I just finished the chapter on selfishness in Jerry Bridges' book Respectable Sins. He showed me two more areas where I can strive to be less selfish. The first area is with money. I am a complete money hoard--I dislike spending my money. I don't have a problem spending someone else's money, just not mine. Despite my personal preference, we are commanded to give.

The Lord has given me a very compassionate heart for those in need. I often am in tears when I see a homeless person or pass by the place where all the day-laborers stand waiting for work. It is great that I have compassion, but I need to put that compassion to work. Romans 12:15 says, "If anyone has the world's goods and sees his brother in need, yet closes his heart against him, how does God's love abide in him???"

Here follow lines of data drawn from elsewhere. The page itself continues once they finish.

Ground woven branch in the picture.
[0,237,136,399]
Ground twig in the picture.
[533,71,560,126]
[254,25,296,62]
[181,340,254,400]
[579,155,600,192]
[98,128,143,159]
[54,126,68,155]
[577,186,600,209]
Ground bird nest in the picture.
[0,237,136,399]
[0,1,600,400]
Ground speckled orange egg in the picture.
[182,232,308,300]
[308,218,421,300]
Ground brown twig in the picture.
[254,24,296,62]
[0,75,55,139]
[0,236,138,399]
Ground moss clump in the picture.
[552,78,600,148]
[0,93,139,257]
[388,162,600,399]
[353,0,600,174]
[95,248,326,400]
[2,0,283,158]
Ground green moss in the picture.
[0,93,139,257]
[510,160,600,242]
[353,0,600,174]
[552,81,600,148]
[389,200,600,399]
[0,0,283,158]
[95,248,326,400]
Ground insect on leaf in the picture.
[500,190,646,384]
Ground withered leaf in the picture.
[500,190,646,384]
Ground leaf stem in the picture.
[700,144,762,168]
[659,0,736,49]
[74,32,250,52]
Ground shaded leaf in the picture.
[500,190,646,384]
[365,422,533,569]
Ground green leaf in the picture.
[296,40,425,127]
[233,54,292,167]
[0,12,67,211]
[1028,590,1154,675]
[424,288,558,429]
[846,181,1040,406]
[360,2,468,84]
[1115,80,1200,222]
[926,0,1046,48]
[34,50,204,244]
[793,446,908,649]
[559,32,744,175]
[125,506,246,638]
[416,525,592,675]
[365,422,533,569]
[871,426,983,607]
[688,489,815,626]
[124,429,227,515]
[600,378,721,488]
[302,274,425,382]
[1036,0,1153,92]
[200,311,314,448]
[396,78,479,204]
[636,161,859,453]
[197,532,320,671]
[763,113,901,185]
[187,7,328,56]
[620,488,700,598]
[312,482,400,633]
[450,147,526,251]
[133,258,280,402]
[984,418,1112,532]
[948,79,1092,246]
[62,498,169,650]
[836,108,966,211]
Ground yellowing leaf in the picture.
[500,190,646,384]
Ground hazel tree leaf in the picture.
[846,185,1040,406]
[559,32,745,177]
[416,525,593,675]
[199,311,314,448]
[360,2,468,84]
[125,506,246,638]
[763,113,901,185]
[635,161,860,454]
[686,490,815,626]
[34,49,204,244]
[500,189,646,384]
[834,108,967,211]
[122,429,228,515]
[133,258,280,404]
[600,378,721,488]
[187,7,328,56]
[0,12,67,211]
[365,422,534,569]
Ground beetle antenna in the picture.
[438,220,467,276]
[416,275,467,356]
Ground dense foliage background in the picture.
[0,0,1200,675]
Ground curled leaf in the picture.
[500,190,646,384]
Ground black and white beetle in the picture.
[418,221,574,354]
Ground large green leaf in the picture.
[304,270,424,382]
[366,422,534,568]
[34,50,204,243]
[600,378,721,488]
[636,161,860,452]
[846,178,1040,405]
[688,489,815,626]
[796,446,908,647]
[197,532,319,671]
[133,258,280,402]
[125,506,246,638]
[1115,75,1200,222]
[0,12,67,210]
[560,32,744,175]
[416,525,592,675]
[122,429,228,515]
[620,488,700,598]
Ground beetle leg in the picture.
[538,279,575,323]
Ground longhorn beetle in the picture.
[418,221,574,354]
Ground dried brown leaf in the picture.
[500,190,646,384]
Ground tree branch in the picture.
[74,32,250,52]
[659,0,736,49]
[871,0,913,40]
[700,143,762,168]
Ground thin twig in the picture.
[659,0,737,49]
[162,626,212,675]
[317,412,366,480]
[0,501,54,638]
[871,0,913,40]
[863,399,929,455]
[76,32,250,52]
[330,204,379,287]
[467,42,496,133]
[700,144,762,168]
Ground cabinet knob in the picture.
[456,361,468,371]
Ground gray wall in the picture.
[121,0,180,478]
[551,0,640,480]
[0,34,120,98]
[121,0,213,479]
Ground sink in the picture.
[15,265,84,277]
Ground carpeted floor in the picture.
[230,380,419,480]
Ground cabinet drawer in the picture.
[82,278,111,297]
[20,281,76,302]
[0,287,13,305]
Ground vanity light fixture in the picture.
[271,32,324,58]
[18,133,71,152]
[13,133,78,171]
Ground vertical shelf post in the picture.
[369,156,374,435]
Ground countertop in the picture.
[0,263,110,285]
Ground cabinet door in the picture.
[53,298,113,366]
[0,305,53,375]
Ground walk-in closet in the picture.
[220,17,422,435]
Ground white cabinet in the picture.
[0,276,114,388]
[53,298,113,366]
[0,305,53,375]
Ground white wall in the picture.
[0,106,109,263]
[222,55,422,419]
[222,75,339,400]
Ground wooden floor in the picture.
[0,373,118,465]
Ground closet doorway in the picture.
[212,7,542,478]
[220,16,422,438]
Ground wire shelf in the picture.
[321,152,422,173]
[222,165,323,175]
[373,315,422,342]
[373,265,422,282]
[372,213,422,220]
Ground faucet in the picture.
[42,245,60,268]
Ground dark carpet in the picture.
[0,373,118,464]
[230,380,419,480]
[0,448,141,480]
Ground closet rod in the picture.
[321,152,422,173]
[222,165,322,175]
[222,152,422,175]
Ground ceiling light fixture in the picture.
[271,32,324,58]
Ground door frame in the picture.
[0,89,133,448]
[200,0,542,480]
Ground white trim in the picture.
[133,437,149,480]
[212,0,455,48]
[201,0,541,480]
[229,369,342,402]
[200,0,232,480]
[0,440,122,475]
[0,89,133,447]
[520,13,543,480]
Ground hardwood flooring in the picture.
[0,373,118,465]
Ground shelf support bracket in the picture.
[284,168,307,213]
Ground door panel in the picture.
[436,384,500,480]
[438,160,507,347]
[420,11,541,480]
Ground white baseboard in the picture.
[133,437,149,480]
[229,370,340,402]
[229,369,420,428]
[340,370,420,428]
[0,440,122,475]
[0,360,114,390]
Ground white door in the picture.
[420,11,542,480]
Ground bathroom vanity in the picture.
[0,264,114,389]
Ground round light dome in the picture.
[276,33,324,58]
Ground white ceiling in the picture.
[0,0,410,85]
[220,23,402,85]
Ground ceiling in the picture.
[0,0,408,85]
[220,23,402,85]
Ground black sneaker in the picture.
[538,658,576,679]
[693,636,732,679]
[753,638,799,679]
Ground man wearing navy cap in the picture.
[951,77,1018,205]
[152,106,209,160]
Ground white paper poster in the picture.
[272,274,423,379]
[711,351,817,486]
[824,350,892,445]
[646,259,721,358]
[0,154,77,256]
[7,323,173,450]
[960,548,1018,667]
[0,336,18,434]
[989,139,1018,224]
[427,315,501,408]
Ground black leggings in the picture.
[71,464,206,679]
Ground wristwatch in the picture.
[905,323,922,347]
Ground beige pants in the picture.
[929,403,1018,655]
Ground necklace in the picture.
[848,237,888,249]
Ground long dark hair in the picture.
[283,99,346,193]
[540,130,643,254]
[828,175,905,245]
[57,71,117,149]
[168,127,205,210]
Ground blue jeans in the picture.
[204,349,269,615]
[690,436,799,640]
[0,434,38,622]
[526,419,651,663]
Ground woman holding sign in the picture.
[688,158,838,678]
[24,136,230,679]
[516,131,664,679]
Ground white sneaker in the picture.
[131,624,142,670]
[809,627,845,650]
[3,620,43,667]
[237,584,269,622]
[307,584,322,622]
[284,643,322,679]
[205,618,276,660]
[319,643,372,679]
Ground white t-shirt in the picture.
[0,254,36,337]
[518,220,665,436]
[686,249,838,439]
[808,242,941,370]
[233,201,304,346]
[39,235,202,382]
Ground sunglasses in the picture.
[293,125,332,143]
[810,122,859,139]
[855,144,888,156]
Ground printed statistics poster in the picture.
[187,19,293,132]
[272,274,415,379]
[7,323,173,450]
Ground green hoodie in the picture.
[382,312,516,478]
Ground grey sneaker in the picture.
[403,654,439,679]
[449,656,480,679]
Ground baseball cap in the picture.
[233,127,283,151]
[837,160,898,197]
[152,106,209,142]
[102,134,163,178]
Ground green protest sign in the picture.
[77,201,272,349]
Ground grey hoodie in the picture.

The last area where selfishness is be manifested is in the trait of inconsiderateness. Bridges had a lot of good points, but I wanted to share the one that applies to what has been on my mind lately...marriage:) Selfishness can be found in marriages where each spouse expects the other to meet his or her needs, instead of thinking how they can serve each other. Anthony is such a great, selfless servant. He is constantly thinking about what I need. Last week, he knew my messy car was stressing me out, so while i was away in Austin, he went and had it cleaned. Wow, great guy, right?? I know! Not only does he know my tangible needs, he understands my emotional needs. For example, when I am hanging out over at Anthony's place and it is time to go, he knows my reaction. I tend to get all worked up because I don't want to go home. And then I start panicking because I have to find all my stuff that I have strewn all over his apartment. Bah! It is a big, stupid ordeal for me. He knows that though, and he goes and gets all my stuff for me, so that I will be ready to go. Could I do those things? Yes, of course. But he is going out of his way to meet my needs.
An unselfish person is always balancing his or her needs and concerns with the needs and concern of others. That is what I am striving for.